Dunn and his girlfriend left the scene and drove back to their hotel and when they saw the news the next morning that someone had been killed in the shooting, they went back to Dunn's home in Brevard County.
Police were able to get a description of Dunn and the license plate of his car from witnesses to the shooting. Police tracked Dunn to his home and arrested him on charges of murder and attempted murder.
Dunn's lawyer told reporters, "We can't say what the defense will be at this state..but Stand Your Ground is a possibility."
According to Dunn's lawyer Dunn is "an avid firearms owner" and "has a concealed weapons permit" and felt threatened when "he started hearing epithets."
Dunn's lawyer said Dunn "rolled down his window and politely said, 'Would you mind turning that music down?' and the driver apparently turned it off immediately. Then he hears from the back, 'That (expletive), he can't, that (expletive), we ain't going to tell us where to turn our music down.'" The lawyer continued, saying Dunn "saw a shotgun barrel come up in the rear passenger window, he saw about three of four inches of it. He estimated the gauge of the shotgun, the type, everything, he's very familiar with firearms, as I said, owns firearms and has since he was in third grade.

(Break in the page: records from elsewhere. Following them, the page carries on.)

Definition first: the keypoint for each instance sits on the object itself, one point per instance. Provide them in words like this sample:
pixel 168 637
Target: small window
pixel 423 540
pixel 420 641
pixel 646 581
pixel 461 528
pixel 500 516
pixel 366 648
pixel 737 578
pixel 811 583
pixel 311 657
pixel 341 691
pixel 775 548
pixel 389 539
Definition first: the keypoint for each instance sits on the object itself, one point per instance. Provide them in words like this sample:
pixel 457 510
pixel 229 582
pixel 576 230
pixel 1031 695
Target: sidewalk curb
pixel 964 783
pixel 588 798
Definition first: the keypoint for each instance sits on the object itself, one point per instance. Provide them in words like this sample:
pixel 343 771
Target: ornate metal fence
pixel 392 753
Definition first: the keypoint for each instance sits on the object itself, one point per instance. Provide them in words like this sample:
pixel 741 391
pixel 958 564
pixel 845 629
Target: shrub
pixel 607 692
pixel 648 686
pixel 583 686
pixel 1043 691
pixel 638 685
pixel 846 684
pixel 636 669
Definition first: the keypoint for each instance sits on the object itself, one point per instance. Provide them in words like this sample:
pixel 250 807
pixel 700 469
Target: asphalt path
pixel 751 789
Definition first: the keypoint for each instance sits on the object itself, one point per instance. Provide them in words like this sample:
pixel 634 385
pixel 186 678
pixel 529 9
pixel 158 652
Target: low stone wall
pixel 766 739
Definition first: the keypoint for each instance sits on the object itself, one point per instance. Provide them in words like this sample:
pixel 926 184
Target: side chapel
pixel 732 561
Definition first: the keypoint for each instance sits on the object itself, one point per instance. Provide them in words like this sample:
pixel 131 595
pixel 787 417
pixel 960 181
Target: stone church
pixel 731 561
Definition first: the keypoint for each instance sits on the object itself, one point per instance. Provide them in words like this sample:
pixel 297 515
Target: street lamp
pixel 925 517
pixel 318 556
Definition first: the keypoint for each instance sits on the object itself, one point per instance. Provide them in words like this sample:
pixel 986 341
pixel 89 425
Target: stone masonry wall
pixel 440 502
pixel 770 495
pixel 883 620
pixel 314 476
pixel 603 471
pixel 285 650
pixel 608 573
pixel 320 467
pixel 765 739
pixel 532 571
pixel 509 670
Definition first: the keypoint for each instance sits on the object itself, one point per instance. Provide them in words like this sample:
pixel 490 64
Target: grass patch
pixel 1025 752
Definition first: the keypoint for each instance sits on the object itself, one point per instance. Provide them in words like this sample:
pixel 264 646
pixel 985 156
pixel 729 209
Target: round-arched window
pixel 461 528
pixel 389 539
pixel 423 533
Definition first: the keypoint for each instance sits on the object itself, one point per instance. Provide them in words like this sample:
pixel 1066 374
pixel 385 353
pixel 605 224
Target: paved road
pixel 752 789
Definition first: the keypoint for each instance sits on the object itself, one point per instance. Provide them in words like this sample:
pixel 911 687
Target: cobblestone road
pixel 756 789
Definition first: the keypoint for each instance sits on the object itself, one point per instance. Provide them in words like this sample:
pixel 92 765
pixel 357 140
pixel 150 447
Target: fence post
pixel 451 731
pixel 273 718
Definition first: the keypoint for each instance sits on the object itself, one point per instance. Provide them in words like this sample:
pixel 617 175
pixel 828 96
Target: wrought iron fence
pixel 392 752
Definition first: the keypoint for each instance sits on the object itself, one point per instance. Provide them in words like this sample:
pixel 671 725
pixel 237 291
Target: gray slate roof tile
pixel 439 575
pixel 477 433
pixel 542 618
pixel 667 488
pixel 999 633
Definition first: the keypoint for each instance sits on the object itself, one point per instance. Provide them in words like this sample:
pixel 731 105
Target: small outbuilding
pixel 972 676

He immediately went into self-defense mode, which any responsible firearms owner would do."
Police, however, did not find any guns in the SUV.
Psychology studies have found that someone holding a gun is more likely to perceive others as also being armed, even when they are not.
One such study, Action alters object identification: Wielding a gun increased the bias to see guns, published in the Oct. 2012 Journal of Experimental Psychology, concluded:
Participants determined whether another person was holding a gun or a neutral object. Critically, the participant did this while holding and responding with either a gun or a neutral object. Responsing with a gun biased observers to report "gun present" more than did responding with a ball. Thus, by virtue of affording a perceiver the opportunity to use a gun, he or she was more likely to classify objects in a scene as a gun and, as a result, to engage in threat-induced behavior (raising a firearm to shoot).